Once you authenticate, you are then granted authorization or permissions to perform certain allowed tasks. In most cases, an administrator of that system provides permission through use of controls. What do we mean by allowed? An example would be authenticating to your bank website. Successful authentication will not give you the ability to look into other customer accounts or withdraw money that is not your own. Authentication does not give “keys to the castle”, as you are only authorized to access a room in the castle and not the moat.
To summarize, authentication grants you consideration of sorts. If you can’t authenticate successfully you are no longer going to be considered. The conversation between you and the application you want to access will be very short, resulting in denied access and possibly account lockout.
Authorization however, gives you the actual ability to perform allowed functions once you authenticate.
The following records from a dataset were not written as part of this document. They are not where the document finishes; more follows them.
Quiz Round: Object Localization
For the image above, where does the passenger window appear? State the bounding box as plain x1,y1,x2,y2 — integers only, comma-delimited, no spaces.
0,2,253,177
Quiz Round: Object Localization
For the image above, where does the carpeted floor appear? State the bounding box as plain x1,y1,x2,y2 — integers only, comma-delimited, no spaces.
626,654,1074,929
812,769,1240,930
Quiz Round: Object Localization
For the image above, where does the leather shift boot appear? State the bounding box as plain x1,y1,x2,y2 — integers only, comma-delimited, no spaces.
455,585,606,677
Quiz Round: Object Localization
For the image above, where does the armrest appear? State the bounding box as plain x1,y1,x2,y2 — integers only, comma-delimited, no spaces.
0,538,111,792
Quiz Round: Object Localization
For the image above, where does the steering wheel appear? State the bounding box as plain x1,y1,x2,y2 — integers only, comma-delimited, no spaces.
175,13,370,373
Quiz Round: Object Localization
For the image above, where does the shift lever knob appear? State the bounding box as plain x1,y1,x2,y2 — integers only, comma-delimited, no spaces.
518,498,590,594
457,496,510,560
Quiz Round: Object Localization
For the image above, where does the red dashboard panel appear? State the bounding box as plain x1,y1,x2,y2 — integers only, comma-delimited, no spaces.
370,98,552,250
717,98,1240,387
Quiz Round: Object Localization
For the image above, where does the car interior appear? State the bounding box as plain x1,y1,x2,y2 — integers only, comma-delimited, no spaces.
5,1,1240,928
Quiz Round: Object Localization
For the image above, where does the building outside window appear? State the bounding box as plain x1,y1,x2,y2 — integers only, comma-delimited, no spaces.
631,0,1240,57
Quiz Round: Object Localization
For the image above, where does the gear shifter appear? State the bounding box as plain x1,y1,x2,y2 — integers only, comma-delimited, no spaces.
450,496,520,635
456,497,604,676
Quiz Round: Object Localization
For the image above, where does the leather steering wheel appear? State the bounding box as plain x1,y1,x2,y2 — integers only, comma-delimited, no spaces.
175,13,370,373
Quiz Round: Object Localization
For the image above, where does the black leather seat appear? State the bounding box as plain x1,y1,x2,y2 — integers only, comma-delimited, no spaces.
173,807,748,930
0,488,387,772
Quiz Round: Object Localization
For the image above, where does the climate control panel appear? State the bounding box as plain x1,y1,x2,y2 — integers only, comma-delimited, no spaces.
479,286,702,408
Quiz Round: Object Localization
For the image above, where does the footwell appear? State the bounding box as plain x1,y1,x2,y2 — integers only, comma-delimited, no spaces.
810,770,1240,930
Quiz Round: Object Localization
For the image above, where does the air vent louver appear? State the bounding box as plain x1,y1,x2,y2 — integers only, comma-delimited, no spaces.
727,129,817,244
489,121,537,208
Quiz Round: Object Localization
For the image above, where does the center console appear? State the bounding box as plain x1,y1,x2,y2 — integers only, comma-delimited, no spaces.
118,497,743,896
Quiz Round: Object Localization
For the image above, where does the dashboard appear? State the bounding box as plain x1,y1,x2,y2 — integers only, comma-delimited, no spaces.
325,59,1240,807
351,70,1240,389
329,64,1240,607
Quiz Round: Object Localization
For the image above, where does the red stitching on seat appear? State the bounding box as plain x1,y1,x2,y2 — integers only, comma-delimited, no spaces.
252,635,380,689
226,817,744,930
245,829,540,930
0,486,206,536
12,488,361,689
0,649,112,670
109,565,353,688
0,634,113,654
A bank customer representative logged on as a bank employee (and not as a customer) can access many accounts and perform additional functions that you, as a bank customer, cannot and for good reason. Hopefully you now “care” that there is such a thing as authorization and are eager to know more.
What Is The Difference Between Using Cookie, Session, And Token-Based Authentication ?
Cookie is a string that is stored in your web browser. Often it contain a key that identifies you on the server. A session is data containing information about an authenticated user in the server stored in someway like a file or in-memory database. To find it you should have an identifier.
In the session based authentication, the server will create a session for the user after the user logs in. The session id is then stored on a cookie on the user’s browser. While the user stays logged in, the cookie would be sent along with every subsequent request. The server can then compare the session id stored on the cookie against the session information stored in the memory to verify user’s identity and sends response with the corresponding state!
Many web applications use JSON Web Token (JWT) instead of sessions for authentication. In the token based application, the server creates JWT with a secret and sends the JWT to the client. The client stores the JWT (usually in local storage) and includes JWT in the header with every request. The server would then validate the JWT with every request from the client and sends response.